L'idée n'est pas forcément
nouvelle. « Le
gaullisme, a dit un jour William Abitbol, est l'art de péter plus haut que son
cul. » Mais c'est l'interprétation qui choque, venant de
cet auteur, car celui-ci en vient à considérer que la Résistance elle-même
intéressa peu de Français. Ceux-ci seraient restés maréchalistes durant toute
l'Occupation.

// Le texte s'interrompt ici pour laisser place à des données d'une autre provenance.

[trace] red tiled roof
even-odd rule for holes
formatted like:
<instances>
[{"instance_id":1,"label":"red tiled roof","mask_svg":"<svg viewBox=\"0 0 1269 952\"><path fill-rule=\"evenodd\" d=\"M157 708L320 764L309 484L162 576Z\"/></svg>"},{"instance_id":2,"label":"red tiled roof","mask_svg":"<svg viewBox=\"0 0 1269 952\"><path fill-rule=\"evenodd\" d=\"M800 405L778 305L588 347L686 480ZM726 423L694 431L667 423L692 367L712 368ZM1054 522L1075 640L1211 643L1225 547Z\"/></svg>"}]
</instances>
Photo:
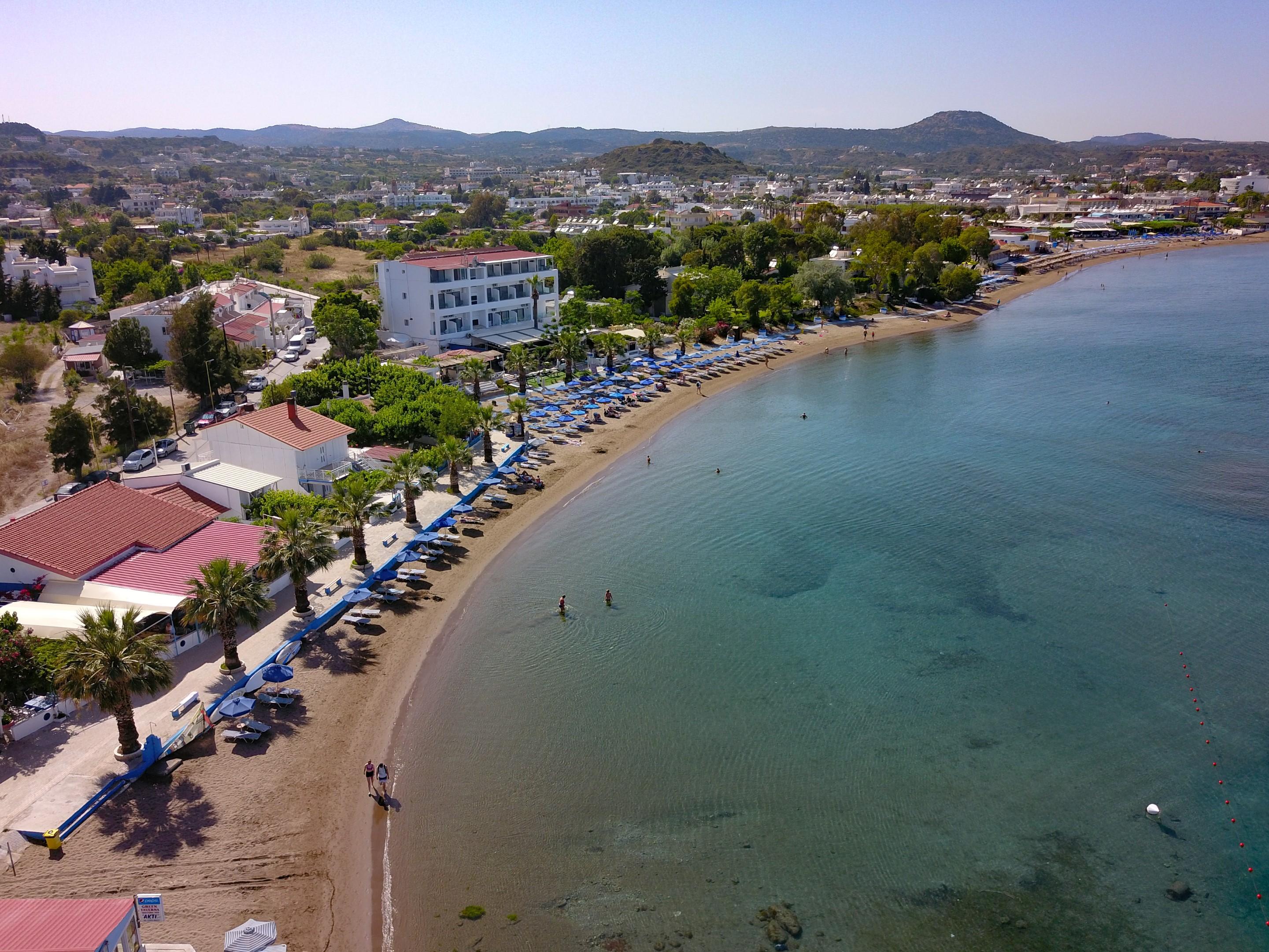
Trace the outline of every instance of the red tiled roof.
<instances>
[{"instance_id":1,"label":"red tiled roof","mask_svg":"<svg viewBox=\"0 0 1269 952\"><path fill-rule=\"evenodd\" d=\"M188 506L103 480L0 526L0 552L81 579L133 548L168 548L209 522Z\"/></svg>"},{"instance_id":2,"label":"red tiled roof","mask_svg":"<svg viewBox=\"0 0 1269 952\"><path fill-rule=\"evenodd\" d=\"M222 513L228 512L228 509L220 503L213 503L207 496L201 496L194 490L188 486L183 486L179 482L169 482L166 486L146 486L141 491L148 496L155 496L156 499L162 499L168 503L175 503L176 505L183 505L187 509L193 509L195 513L201 513L208 519L214 519Z\"/></svg>"},{"instance_id":3,"label":"red tiled roof","mask_svg":"<svg viewBox=\"0 0 1269 952\"><path fill-rule=\"evenodd\" d=\"M476 248L471 251L410 251L401 258L402 264L423 264L428 268L467 268L472 259L481 261L511 261L518 258L542 258L541 251L522 251L511 245Z\"/></svg>"},{"instance_id":4,"label":"red tiled roof","mask_svg":"<svg viewBox=\"0 0 1269 952\"><path fill-rule=\"evenodd\" d=\"M291 416L288 409L294 410L294 418ZM287 402L266 406L264 410L256 410L246 416L231 416L222 423L213 424L213 426L225 426L235 420L286 443L292 449L311 449L329 439L346 437L354 432L352 426L345 426L338 420L322 416L303 406L292 407ZM206 429L211 430L213 426Z\"/></svg>"},{"instance_id":5,"label":"red tiled roof","mask_svg":"<svg viewBox=\"0 0 1269 952\"><path fill-rule=\"evenodd\" d=\"M132 899L0 899L0 952L96 952Z\"/></svg>"},{"instance_id":6,"label":"red tiled roof","mask_svg":"<svg viewBox=\"0 0 1269 952\"><path fill-rule=\"evenodd\" d=\"M166 552L137 552L112 565L93 579L103 585L122 585L142 592L189 593L189 580L199 566L213 559L242 562L249 569L260 561L260 542L269 529L240 522L213 522Z\"/></svg>"}]
</instances>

En somme, ce petit texte de Régis Debray résonne presque comme un
ralliement tardif au bhlisme et à la thèse de
l'Idéologie
française, selon laquelle le pétainisme n'a pas été
seulement une collaboration, mais un corpus d'idées naturelles à la France,
faisant presque de notre tradition nationale le berceau du nazisme.
La
révision de Régis Debray a suscité un coup de colère, parfois bonne conseillère
en matière littéraire, de Paul-Marie Coûteaux. Un
petit livre aussitôt pensé qu'écrit, De Gaulle, espérer contre
tout (2). D'une plume acerbe, Couteaux se désole de voir
celui qu'il lit avec délectation plonger dans les affres de la r« ésignation nationale ». C'est que, dans le landernau républicain, la place et le rôle joués naguère
par Régis Debray ne sont pas rien. Il y gagna quelques légions d'honneur. Il a
sans doute été l'un des premiers, à gauche, à rendre justice à l'œuvre
gaullienne. Il a montré en quoi le clivage de cette fin de siècle n'était plus
celui entre la droite et la gauche. Je me souviens, pour ma part, du service
qu'il nous rendit en 1998. Le Monde, alors régenté par
Edwy Plenel, avait
tiré à boulets rouges contre les « nationaux républicains » de la Fondation
Marc-Bloch, étiquette supposée infamante par sa proximité signifiante avec le
national-socialisme, jetée comme un gant aux pieds de ceux des membres de notre
association qui étaient de gauche.
Nous avions voulu créer une
contre-Fondation Saint-Simon (perçue alors comme le temple de la pensée unique),
stimuler un travail intellectuel d'élaboration qui transcenderait les clivages,
à l'image de ce qui s'était passé pendant l'Occupation et à la Libération. Et
voilà qu'on nous stigmatisait comme d'affreux nationalistes. Régis Debray avait
magnifiquement relevé le gant, acceptant de faire une conférence.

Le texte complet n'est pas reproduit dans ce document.